To be expected, a spokesman for Coca-Cola promptly responded that Ackman went too far in his critique of the company. "These comments are irresponsible and do not recognize the current breadth of our business,” he wrote. That, or perhaps he just focused on the one product that generates the bulk of Coke's revenues while the rest are merely adjunct revenue streams designed precisely as an ethical smokescreen to provide soundbites such as this one.

Buffett is known for his investments in sugary treats. Berkshire owns See’s Candies and Dairy Queen, and has a large stake in Kraft Heinz Co. The billionaire said in May that he doesn’t see many people smiling at Whole Foods Market Inc., the grocery chain known for its offerings such as almond butter and organic frozen blue curled kale.

This is not the first time folksy uncle Warren has been criticized: Dan Loeb said in May that the billionaire is full of inconsistencies.

“He criticizes hedge funds yet he really had the first hedge fund,” Loeb said at a conference that month. “He criticizes activists. He was the first activist. He criticizes financial service companies, yet he likes to invest in them. He thinks that we should all pay more taxes but he loves avoiding them.”

And yet this circle jerk of ethical idiocy would not be complete if one did not point out that Ackman’s Pershing Square it itself invested in Mondelez, the maker of Oreo cookies.
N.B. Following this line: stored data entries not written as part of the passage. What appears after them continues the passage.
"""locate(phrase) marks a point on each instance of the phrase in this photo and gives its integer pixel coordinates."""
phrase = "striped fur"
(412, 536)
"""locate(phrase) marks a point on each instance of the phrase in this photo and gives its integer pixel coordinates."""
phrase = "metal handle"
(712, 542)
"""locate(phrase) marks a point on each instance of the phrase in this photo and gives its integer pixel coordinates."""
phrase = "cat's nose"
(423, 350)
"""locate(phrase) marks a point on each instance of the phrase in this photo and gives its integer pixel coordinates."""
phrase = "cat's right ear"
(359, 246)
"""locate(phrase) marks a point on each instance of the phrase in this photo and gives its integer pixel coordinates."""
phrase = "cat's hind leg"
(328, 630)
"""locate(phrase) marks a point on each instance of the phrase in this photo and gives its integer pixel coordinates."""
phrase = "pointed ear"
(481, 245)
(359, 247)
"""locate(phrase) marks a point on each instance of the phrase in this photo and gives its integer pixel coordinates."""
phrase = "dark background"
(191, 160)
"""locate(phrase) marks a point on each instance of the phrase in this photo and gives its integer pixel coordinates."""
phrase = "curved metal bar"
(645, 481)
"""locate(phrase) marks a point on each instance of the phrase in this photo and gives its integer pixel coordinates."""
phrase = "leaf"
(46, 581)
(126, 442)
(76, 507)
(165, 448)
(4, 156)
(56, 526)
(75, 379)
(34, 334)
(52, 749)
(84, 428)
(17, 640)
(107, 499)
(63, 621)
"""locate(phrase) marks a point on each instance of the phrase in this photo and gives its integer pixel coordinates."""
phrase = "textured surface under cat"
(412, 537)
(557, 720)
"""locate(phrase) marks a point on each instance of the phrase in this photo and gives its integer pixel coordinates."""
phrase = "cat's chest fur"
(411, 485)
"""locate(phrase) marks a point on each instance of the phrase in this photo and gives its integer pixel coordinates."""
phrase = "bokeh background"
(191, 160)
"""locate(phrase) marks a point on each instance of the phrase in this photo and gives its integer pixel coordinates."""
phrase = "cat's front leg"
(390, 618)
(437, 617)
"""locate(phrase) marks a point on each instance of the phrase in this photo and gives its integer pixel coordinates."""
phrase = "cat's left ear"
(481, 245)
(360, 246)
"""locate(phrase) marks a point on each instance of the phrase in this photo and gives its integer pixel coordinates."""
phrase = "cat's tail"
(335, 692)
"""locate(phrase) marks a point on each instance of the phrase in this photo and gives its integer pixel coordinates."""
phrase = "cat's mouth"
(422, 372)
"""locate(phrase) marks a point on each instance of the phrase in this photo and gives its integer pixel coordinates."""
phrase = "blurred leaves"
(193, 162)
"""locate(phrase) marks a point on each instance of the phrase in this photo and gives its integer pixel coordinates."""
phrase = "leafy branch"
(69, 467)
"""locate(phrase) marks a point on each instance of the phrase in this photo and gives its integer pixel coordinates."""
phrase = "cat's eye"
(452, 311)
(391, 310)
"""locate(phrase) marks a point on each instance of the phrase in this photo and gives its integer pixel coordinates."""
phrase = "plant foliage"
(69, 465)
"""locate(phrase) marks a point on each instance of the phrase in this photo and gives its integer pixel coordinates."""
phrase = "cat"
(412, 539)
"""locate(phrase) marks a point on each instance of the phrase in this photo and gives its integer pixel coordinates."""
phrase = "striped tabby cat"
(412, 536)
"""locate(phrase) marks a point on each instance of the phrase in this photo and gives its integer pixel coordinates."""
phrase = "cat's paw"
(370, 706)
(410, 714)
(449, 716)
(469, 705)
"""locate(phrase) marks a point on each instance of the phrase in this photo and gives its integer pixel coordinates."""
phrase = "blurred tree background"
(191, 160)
Furthermore, both Pershing and Berkshire have taken stakes in Restaurant Brands International owner of Burger King and the Tim Hortons doughnut chain.

Perhaps the most notable about the above bitch fight is just how suddenly sensitive and frayed the nerves of certain infallible, until recently, hedge fund managers have become when they resort to the most childish of defense and offense when called out in public, for something which is patently hypocritical.

None of this would have happened if the Magic Money Tree was still in bloom, and if the stock market had been up a solid 15% in 2015 instead of leading to the worst year for the hedge fund community since 2011, which has now been been underperforming the market since 2007, and where questions about the business model of an industry that does not need to exist when central banks themselves remove all risk of downside (and thus the need to hedge), have finally emerged.